Wednesday, March 5, 2008

Quality and Leadership

As we explore the concept of quality at your hospitals we will further dissect the role of leadership in improving quality.

In order to instill quality at our hospitals there are four ways of thinking that we must change to.

1. Quality is not a mistake, it can be measured and it can be managed
- In medicine, many people say that outcomes are too unpredictable and therefore there is no way that one can manage and improve it. This is not a mentality of quality leadership. While there may not be a way of measuring something presently, a quality organization will find a to start measuring something and continually tweak it until it is a good measurement.

2. We ultimately serve our patients
- Hospitals get very confused as to who their customers are as a business.
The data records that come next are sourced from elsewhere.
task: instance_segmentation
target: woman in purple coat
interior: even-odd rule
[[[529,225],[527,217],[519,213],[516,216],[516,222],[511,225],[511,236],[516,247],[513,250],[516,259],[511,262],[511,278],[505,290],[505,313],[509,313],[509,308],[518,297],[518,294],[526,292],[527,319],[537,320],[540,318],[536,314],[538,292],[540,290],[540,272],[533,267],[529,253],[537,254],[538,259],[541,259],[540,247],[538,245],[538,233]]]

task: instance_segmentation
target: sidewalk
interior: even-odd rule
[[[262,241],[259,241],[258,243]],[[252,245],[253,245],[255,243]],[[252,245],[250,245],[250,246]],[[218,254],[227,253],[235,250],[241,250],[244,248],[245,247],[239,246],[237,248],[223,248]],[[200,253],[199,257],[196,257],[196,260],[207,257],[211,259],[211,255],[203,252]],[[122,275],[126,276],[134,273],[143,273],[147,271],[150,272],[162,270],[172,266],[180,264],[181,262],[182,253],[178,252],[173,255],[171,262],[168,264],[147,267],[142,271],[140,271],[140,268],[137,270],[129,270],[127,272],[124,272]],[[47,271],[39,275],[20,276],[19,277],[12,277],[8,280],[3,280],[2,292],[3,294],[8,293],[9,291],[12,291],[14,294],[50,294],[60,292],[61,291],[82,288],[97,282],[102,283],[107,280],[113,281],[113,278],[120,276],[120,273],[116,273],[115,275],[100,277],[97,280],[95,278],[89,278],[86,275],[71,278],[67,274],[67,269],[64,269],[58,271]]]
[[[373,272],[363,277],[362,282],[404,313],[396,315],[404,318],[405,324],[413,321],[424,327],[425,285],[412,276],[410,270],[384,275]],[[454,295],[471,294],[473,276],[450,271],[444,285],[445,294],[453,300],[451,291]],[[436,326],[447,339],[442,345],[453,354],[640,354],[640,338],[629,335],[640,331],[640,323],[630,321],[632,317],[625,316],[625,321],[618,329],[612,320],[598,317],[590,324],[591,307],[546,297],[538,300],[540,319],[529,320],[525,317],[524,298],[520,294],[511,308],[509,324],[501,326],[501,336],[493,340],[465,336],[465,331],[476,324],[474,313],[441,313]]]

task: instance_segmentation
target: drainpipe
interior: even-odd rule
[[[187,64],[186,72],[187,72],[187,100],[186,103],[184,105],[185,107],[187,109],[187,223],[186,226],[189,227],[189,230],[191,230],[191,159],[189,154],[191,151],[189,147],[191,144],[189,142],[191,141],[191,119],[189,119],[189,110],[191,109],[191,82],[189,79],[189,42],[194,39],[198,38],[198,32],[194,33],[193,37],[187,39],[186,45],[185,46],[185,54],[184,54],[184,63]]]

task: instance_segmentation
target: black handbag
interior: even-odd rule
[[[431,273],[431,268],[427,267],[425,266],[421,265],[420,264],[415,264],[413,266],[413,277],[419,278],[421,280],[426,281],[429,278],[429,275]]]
Are the customers the physicians, the patients, or the community? The patients are the reason for a hospital to be. Improve the quality by focusing on the patient experience and the physicians and community will fall in line.

3. Go long
- In order to improve quality in your organization, you have to take a long term approach. If quality is thought in a short term, it will not be accepted by your stakeholders. Changes in quality are expensive and inconvient. Thinking long term puts this in perspective.

4. Tap your inner creativity
- Health care workers are not especially known for their creativity, but they may be the most creative and abstract thinkers in the world. Use that creativity to try solutions that you may not think will work. Give your employees the ability to try things and fail. Failure and learning from the failure is what give the world some of its greatest innovations.